Phylogeny, occurrence records, and niche models.
We obtained a dated phylogeny for all seed plants from Smith and Brown
(2018; ALLMB phylogeny) and left polytomies unresolved. This phylogeny
generated a species list with which to query American specimen records
from the Global Biodiversity Information Facility (GBIF) and Integrated
Digitized Biocollections (iDigBio). Records were then cleaned and
filtered using the BiotaPhy Platform interface
(https://biotaphy.github.io), following their accepted best practices.
The full GBIF dataset (Nrecords=36,335,199) is described
and accessible at (https://doi.org/10.15468/dl.gtgtt5). Briefly, GBIF
records with the following flags were removed: TAXON-MATCH_FUZZY,
TAXON_MATCH_HIGHER_RANK, TAXON_MATCH_NONE. Further processing was
performed after aggregating GBIF and iDigBio records. For iDigBio, data
cleaning and filtering produced a dataset of 13,667,523 records
(Ninitial=58,384,427; 23.4% retained). Briefly, initial
records were filtered by removing those with any of the following flags:
GEOPOINT_DATUM_MISSING, GEOPOINT_BOUNDS, GEOPOINT_DATUM_ERROR,
GEOPOINT_SIMILAR_COORD, REV_GEOCODE_MISMATCH, REV_GEOCODE_FAILURE,
GEOPOINT_0_COORD, TAXON_MATCH_FAILED, DWC_KINGDOM_SUSPECT,
DWC_TAXONRANK_INVALID, DWC_TAXONRANK_REMOVED. Full details are
provided in the Dryad deposit associated with this study
(https://doi.org/10.5061/dryad.9cnp5hqgx).

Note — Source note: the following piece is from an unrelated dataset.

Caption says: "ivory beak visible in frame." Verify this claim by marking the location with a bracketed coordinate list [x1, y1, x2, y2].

Aggregated GBIF and iDigBio records were then further processed by
excluding points with any of the following issues: (1) falling outside
the study area (the Americas); (2) less than four decimal point
precision (~11 m near the equator); (3) duplicate
localities (rarefaction); (4) falling outside polygons describing
accepted species’ distributions (defined by Plants of the World Online,
POWO; Brummitt 2001; www.github.com/tdwg/wgsrpd); (5) species with fewer
than twelve records (to build reliable niche models).

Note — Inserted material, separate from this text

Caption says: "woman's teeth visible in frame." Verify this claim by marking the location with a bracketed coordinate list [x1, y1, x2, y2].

Cleaned records were then passed to MaxEnt (version 3.1.4; Phillips,
Anderson, Schapire, 2006) along with 2.5’ resolution climate data from
WorldClim (Fick and Hijmans, 2017) to build species distribution models
(SDMs). We chose to perform our analyses using SDMs rather than point
occurrence records for two reasons. SDMs offer a probabilistic way of
describing expected species’ ranges based on the climate from sites
where the species has been observed. In this way, SDMs convert presence/
absence data into a continuously valued function, allowing us to ask how
distributions are impacted by abiotic factors without having to
arbitrarily bin species, as for example, alpine or montane. Second,
using SDMs helps overcome some sampling limitations by providing insight
into the climatic tolerances of where species might occur, even if they
have not been sampled at that precise location (Barthlott et al. 2007;
Meyer, Kreft, Guralnik, Jetz, 2015; Brummitt, Araújo, Harris, 2021).

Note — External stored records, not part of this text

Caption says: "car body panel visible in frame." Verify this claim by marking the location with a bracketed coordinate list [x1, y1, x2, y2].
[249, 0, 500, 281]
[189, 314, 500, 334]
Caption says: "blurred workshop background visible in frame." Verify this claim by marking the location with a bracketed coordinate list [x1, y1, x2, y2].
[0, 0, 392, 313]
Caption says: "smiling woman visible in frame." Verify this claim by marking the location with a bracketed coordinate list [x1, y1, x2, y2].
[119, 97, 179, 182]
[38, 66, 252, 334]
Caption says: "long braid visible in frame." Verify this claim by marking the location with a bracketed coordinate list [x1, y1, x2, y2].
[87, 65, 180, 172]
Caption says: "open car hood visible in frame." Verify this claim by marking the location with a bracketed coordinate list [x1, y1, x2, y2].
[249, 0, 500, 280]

Although this could lead to erroneously predicting, for example, that a
northern boreal species should occur at extreme southern latitudes, we
overcome this obstacle by masking the SDMs with polygons provided by
POWO that define geographically broad areas where each species occurs
based on expert assessments. This approach thus constrained SDMs by both
known areas of occurrence and climatic tolerances.